This summer was also one of the strongest for tourism due to a $15 million marketing campaign that ensured record occupancy rates.
“The investment in infrastructure will continue to generate employment opportunities in not only the construction sector, but in health and accommodation services, and the weakening dollar should begin to provide some support for tourism – all of which will be positive for the local real estate industry,’’ Mr Beazley said.
The chief executive of the Ray White Surfers Paradise Group, Andrew Bell, said rising property prices in Sydney and Melbourne meant the Gold Coast was again on the radar of interstate investors.
“With affordability such an issue in the southern states, Melbourne and Sydney buyers are again looking at the Gold Coast market and realising they can buy a property that’s bigger than they can afford at home, has a good rental yield and is at a rate they can afford,” Mr Bell said.
“About 60 per cent of our buyers come from interstate or overseas.”

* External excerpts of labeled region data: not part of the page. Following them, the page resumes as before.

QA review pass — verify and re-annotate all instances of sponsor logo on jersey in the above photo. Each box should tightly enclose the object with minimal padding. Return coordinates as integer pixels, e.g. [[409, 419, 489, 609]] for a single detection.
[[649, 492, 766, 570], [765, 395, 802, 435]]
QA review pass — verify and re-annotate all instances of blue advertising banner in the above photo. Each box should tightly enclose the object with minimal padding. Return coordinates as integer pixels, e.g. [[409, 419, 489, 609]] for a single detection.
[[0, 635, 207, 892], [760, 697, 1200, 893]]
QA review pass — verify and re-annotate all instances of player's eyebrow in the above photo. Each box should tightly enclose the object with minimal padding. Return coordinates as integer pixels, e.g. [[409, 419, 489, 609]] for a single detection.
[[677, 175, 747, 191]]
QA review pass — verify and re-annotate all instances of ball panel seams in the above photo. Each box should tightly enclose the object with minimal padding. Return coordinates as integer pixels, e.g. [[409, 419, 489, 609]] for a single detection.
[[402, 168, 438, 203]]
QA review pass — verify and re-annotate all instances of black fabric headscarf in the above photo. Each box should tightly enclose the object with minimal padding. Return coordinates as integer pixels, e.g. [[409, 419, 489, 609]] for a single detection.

While most of the country is in shutdown mode in January, each year the Ray White Surfers Paradise group hosts The Event – the Magic Millions of real estate – following the Australia Day weekend. It is recognised as the largest single property sale in the country, with 116 auctions already scheduled for January 27 and an additional 15 prestige properties going under the hammer on January 30. A host of other luxury property is also for sale by expression of interest and private treaty.
Mr Bell said rental vacancy rates were currently about 2.3 per cent, ensuring quality rental stock was in demand and able to command good rents.
PRDnationwide Southport principal Gerald Adam said he was fielding calls from interstate investors as they considered the Gold Coast a more affordable option compared with southern capital cities.
“Buyers are acting decisively, they know the market bottom is long gone but good value is still there,’’ he said.